Authorities in Hong Kong have been preparing for possible defaults on certain United States treasury bonds that are scheduled to be due next Thursday. The city became the first in the world to officially unveil a contingency plan for such an eventuality. Hong Kong Exchanges and Clearing Ltd.’s (00388.HK) subsidiary Hong Kong Futures Exchange Ltd. has raised deposits for any positions that use short-term US treasuries as collateral. Meanwhile, the Securities and Futures Commission has required authorized financial institutions to prepare for such an event.

Hong Kong mulls regulatory overhaul for accountants

The regulation framework for Hong Kong’s auditors and accountants has lagged international standards and thus an overhaul is needed, Financial Reporting Council chairman John Poon said. The council unveiled a proposal to change the regulatory regime that may allow it to take over part of existing authorities from the self-regulatory body, the Hong Kong Institute of Certified Public Accountants. The proposal would significantly increase the spending of the council which may then be shouldered by listed companies.

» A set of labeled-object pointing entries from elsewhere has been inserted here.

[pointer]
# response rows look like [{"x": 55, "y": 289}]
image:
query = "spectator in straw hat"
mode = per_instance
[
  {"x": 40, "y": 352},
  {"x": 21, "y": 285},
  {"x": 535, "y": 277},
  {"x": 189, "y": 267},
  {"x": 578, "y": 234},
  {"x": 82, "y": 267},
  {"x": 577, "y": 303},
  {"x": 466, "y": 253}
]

Airbus sees China cargo demand growing 11 percent a year

Demand for cargo and freight services in China is estimated to grow an average 11 percent annually in the coming two decades, Airbus SAS said in a report. The figure compares with a projected 5.5 percent of rise in Asia and 4.8 percent in the world. The demand in China will be mainly driven by the uptrend in online purchases, likely making the country the market with the fastest growth.


Premier Li steps in to put more pressure on Aquino over bus tragedy

Analysis: Hong Kong Chief Executive Leung Chun-ying was seen as having been embarrassed by Philippine President Benigno Aquino in their meeting on the Manila bus hostage crisis on Monday. The public relations-cum-political fiasco has caused more anger among Hong Kong people, prompting Chinese Premier Li Keqiang to make a strongly-worded plea for the Philippine government to take swift action to resolve the dispute. But now that expectation was raised, people may feel more disappointed if the diplomatic offensive ends in another fiasco. The families of the victims, the Hong Kong people, the SAR and the central government will all become losers.

Ex-Democrat tipped to be Chief Executive’s spokesman

Former Democratic Party central committee member Andrew Fung Wai-kwong, who is widely tipped to be the new spokesman for Hong Kong Chief Executive Leung Chun-ying, has rebutted criticisms that he was not qualified for the job. Remaining non-committal on reports about his imminent appointment, Fung claimed his public relations experience would be an asset for Leung, not a liability as his critics have argued. Critics said Fung was involved in a spate of controversies including his ties with the Democrats, pro-Leung stance and PR skills.


China-Europe currency swap line signals quickening of RMB internationalization

China’s central bank and the European Central Bank have signed a bilateral currency swap line that will channel up to 350 billion yuan (US$51.2 billion) to the ECB and 45 billion euros (US$60.7 billion) to the People’s Bank of China. It followed a similar deal between PBoC and Britain’s central bank in July, marking a significant step in the renminbi’s entry into the European market and an acceleration of the pace of internationalization of the Chinese currency.


Hao Tiechuan backs civil disobedience in 1996 article

The propaganda chief of the central government’s Liaison Office in Hong Kong, Hao Tiechuan {郝鐵川}, floated a novel concept called “positive violation of constitution” in an article in 1996 when he was a legal professor. Hao explained why “gentle resistance” against the law was justified under certain circumstances including failure of the law to meet the people’s changing aspirations. Freelance writer Nan Di {南荻} wrote Hao’s idea was similar to the concept of civil disobedience proposed by University of Hong Kong law professor Benny Tai, who is a core organizer of the Occupy Central campaign. Nan said Hao appeared to have changed his stance now that he became a government official.